BEIJING (Reuters) - China's economy picked up in November but a broader global recovery remains fragile and patchy, a clutch of factory surveys suggested on Monday, with activity elsewhere in Asia remaining subdued amid depressed demand from the developed world.
The euro zone, where factory surveys are due later, is on course for its worst quarter since the depths of the global financial crisis in early 2009. The U.S. picture is brighter, but manufacturing growth is still seen slowing in the fourth quarter.
The big emerging economies that have contributed most to global growth in recent years have been sputtering of late, with India expected to post its weakest full-year GDP expansion in a decade and Brazil logging an unexpectedly weak third quarter.

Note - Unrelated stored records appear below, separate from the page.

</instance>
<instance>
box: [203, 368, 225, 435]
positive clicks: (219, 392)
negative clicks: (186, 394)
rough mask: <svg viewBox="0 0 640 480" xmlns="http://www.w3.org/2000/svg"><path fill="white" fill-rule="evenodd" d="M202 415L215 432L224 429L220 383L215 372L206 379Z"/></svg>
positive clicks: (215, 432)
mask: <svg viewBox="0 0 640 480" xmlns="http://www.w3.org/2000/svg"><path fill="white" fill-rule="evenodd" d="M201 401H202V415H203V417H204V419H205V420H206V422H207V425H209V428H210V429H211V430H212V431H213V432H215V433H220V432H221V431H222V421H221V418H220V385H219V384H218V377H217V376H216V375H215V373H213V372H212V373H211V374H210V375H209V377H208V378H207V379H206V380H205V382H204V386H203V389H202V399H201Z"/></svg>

That has left investors once again hoping China will take up the slack, and evidence has been accumulating since late September that the Chinese economy is regaining its vigor after seven straight quarters of slowing growth.
"There is growing confidence that China's economy bottomed in July-September, with signs of firmer external demand," said Hirokazu Yuihama, a senior strategist at Daiwa Securities.
Monday's final reading of HSBC's China manufacturing Purchasing Managers' Survey (PMI) rose to 50.5 in November from 49.5 in October, the first time since October 2011 the headline number has topped the 50-point line that demarcates growth and contraction from the previous month.
"This confirms that the Chinese economy continues to recover gradually," HSBC's chief China economist Hongbin Qu wrote.
It followed a similar survey from the National Bureau of Statistics, released on Saturday, that showed the pace of growth in the manufacturing sector quickening. The official PMI rose to a seven-month high of 50.6 for November, from 50.2 in October.
But contained within the official data were potentially worrying signs that the Chinese economy has failed to shed its heavy reliance on state-led investment.
Growth accelerated for large firms for the third month in a row, but medium and smaller companies saw a retrenchment, with the decline more pronounced for the smaller firms, the National Bureau of Statistics said in an accompanying note.
"The improving numbers are mostly because of government investment," said Dong Xian'an, economist with Peking First Advisory, referring to the official PMI.
"From the second quarter the government has unleashed a lot of projects, and that has started to be felt in the economy, but it's not a very healthy recovery yet."
PATCHY REBOUND
That might go some way towards explaining why the rebound in East Asia's other exporting powerhouses appears more tentative.
South Korea's HSBC/Markit PMI edged up to a seasonally adjusted 48.16 in November from 47.37 in October and a 43-month low of 45.71 in September, but was still below the key 50-mark for the sixth month in succession.
Taiwan's PMI reading has also been below 50 for six successive months, with the headline number deteriorating to 47.4 in November from 47.8 in October on weakening demand at home and abroad.
Monetary easing by the big developed world central banks has been blamed for pushing up the currencies of countries such as Korea and Taiwan, hampering their export-led recoveries.
Weekend data from South Korea showed exports rose in annual terms for the second consecutive month in November, but the rate of growth still remained far below what was seen in 2011 and a breakdown of the numbers highlighted the patchy global recovery.
Shipments to China and Southeast Asia posted sharp gains over a year earlier, whereas demand from the United States and the European Union shrank.
Debt-mired Europe relapsed into recession in the third quarter, and is expected to remain a drag on the world economy well into 2013.
Manufacturing PMI surveys from Europe are expected to show the rate of decline in the sector easing, but the headline reading for the euro zone is still seen well below the 50-mark at 46.2.
In the United States, the Institute of Supply Management (ISM) index of national factory activity, one of two PMI surveys due on Monday, is expected to decline slightly to 51.3 for November, still above the 50-line, from 51.7 in October.
India, whose economic woes are as much to do with internal politics and its struggle to control a yawning fiscal deficit as with the global downturn, represented a bright spot among Monday's factory read-outs.
India's factory activity has been expanding for over three-and-a-half years, although it remains well below the expansion rate seen in the years before the global financial crisis.
Monday's HSBC manufacturing PMI, which gauges the business activity of India's factories but not its utilities, beat expectations, rising to 53.7 in November from 52.9 in October.
The pace of expansion in Indonesia's factory sector eased in November, but new orders and new export orders reached their highest levels since the HSBC survey series began in April 2011.